Would you pay $2,700 per month to eat off granite counter tops on East New York Avenue?
The Daily News sort of buried the lead on a story last week about the city paying rent to a developer in Crown Heights who has been contracted to house 67 homeless families. The rag only divulged the monthly total paid by the city to the developer in a video adjacent to the article online, leaving print readers to wonder.
Their storyline: “the homeless are livin’ large in Brooklyn.”
The monthly cost per apartment? It’s $2,700 for a two bedroom apartment on East New York Avenue. The contract, signed with the Bushwick Economic Development Group is to span ten years, which means that over the course of that time New York City will be obligated to pay the developer Avi Shriki and HQ Marketing Partners over $21,700,000 to house 67 families.
Nobody is disputing whether or not to spend this money on the homeless, however, it should be money well-spent for maximum impact. The city’s heart is in the right place, but one of the reasons the system for housing the homeless is so backed up as to need emergency placements like this is because of the lack of Section 8 housing vouchers for deserving families. This program has been heavily de-funded in recent years.
When I worked in constituent services for a state senator in the borough years ago, the best advice my office was able to give families without a home was to enter the shelter system in hopes of getting an emergency placement somewhere. Section 8 was a godsend to many, and allowed families to pad their income and afford their rent, which they often contributed to on top of the voucher. But drawing that kind of luck was normally a lost cause thanks to budget cuts at city, state and federal housing authorities, and most people opted to remain with the relatives or friends who took them in rather than go through the nightmare of living in a shelter.

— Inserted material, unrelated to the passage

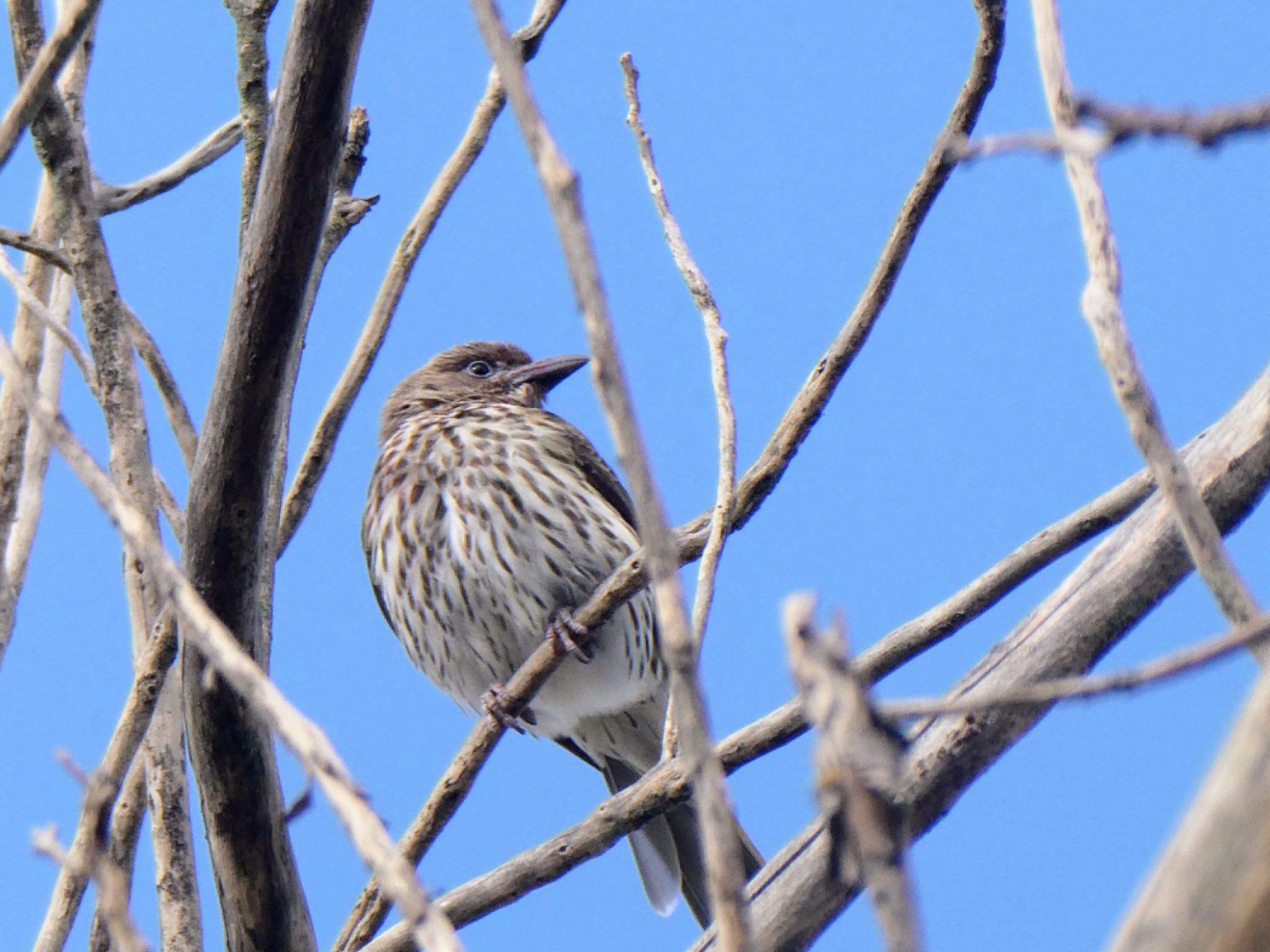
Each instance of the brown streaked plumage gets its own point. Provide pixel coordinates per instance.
(489, 517)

So why are we discarding a system that works in favor of handing over a hefty check to a developer who probably gambled a little too hard and lost? It’s bailout time. For a hefty sum like $21,700,000 we can house more people and use the free market system we’ve neglected as of late.
Not to mention the fact that the city skirted some rules when it went ahead in approving what is basically, but not technically, a homeless shelter in a neighborhood without engaging the residents in an approval process. Not to mention that Crown Heights is already home to one of the largest shelters in the city.
Now, the mayor has told those 67 lucky families not to get too comfy in their new “luxury” apartments because their placement should be treated as transitional housing. With vouchers, these families could be weened off the system over time, and have a better chance at setting up a permanent home. Luxury, as it turns out, is fleeting.
If Section 8 vouchers were funded and open to the families that require assistance immediately, the homeless could use taxpayer dollars in a competitive market. For now, we’re using taxpayer dollars to pay an inflated price that was determined behind closed doors.
Ironically, in its attempt to save the free market, the City is merely furthering along its demise.